Cisco Certification Practice Exams

Free practice questions for all 32 Cisco certifications — from entry-level CCST through CCNA, DevNet, CyberOps, and the full CCNP track (Enterprise, Security, Data Center, Service Provider, Collaboration, Wireless), plus Cisco Meraki and the new Cisco AI exam. 10 free questions and detailed explanations on every exam.

Brand new to IT

Start with a CCST exam — 100-140 IT Support, 100-150 Networking, or 100-160 Cybersecurity. No prerequisites, job-ready basics, and these credentials don't expire. They're the gentlest on-ramp before CCNA.

Going for your first networking job

Go straight to 200-301 CCNA. It's Cisco's flagship associate certification and the broadest base for any network-engineering, NOC, or infrastructure role. If your focus is security operations or software/automation, the sibling associates are 200-201 CCNA Cybersecurity and 200-901 CCNA Automation.

Specializing at the Professional tier (CCNP)

Each CCNP track is one Core exam plus one Concentration exam, earned within three years:

  • Enterprise — 350-401 ENCOR + a concentration (ENARSI, ENSDWI, ENSLD, ENAUTO, or ENCC).
  • Security — 350-701 SCOR + SNCF or SISE.
  • Data Center — 350-601 DCCOR + DCID, DCIT, DCACI, DCNAUTO, or DCAI.
  • Collaboration — 350-801 CLCOR + CLACC, CLHCT, or CLCCE.
  • Wireless — 350-101 WLCOR + WLSD or WLSI.
  • Service Provider — 350-501 SPCOR.
  • Cybersecurity — 350-201 CBRCOR (the professional SOC core).

Each Core exam also doubles as the qualifying exam for the matching CCIE lab.

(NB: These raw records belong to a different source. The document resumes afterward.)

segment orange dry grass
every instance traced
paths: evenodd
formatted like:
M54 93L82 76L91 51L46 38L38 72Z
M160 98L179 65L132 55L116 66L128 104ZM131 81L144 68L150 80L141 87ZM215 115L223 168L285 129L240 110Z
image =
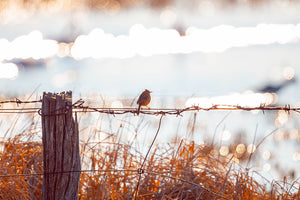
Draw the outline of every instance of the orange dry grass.
M18 135L4 143L0 175L42 173L42 147L21 142ZM137 169L143 156L129 145L99 143L81 146L80 199L299 199L298 192L273 182L268 191L231 161L218 159L213 146L173 142L155 147L148 156L139 190ZM97 171L97 170L107 171ZM116 169L125 169L116 171ZM299 182L293 183L294 186ZM286 185L288 185L286 183ZM299 187L299 186L297 186ZM0 177L0 199L41 199L42 176Z
M0 175L42 173L42 146L22 142L21 135L3 143L0 151ZM41 199L41 176L1 177L0 199Z

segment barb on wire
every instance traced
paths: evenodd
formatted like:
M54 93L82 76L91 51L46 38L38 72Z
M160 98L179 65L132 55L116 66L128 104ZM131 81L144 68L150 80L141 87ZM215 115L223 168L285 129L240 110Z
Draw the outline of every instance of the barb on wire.
M15 100L6 100L6 101L0 101L0 104L5 104L5 103L16 103L17 105L20 104L29 104L29 103L42 103L42 100L34 100L34 101L22 101L18 98L16 98Z
M18 98L15 100L7 100L7 101L0 101L0 107L2 104L6 103L15 103L17 106L20 104L32 104L32 103L41 103L42 100L35 100L35 101L23 101ZM74 112L98 112L104 114L111 114L111 115L122 115L127 113L136 114L137 108L127 107L127 108L105 108L105 107L93 107L93 106L86 106L84 105L85 101L83 99L77 100L75 103L71 105ZM0 109L1 113L40 113L41 107L32 107L32 108L12 108L12 109ZM300 107L291 107L289 104L284 106L266 106L265 104L261 104L256 107L247 107L247 106L240 106L240 105L225 105L225 104L218 104L212 105L211 107L200 107L197 105L186 107L186 108L152 108L150 110L141 110L141 113L145 115L175 115L175 116L182 116L184 112L195 112L195 111L212 111L212 110L243 110L243 111L255 111L260 110L263 113L265 111L285 111L288 114L291 112L300 113ZM62 113L64 114L64 112ZM49 115L56 115L56 114L49 114Z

Focused specialist credentials

Outside the CCNP ladder, 500-220 Cisco Meraki Solutions (ECMS) validates cloud-managed Meraki networking, and 810-110 Cisco AI Technical Practitioner is Cisco's new standalone AI credential.

Why Cisco skills matter

Cisco runs the world's largest installed base of enterprise networking equipment, so Cisco certifications are recognized at virtually every enterprise IT shop. The fundamentals — routing, switching, security, and increasingly automation and AI — transfer directly across the industry, and the CCNP/CCIE tiers remain among the most respected credentials in networking.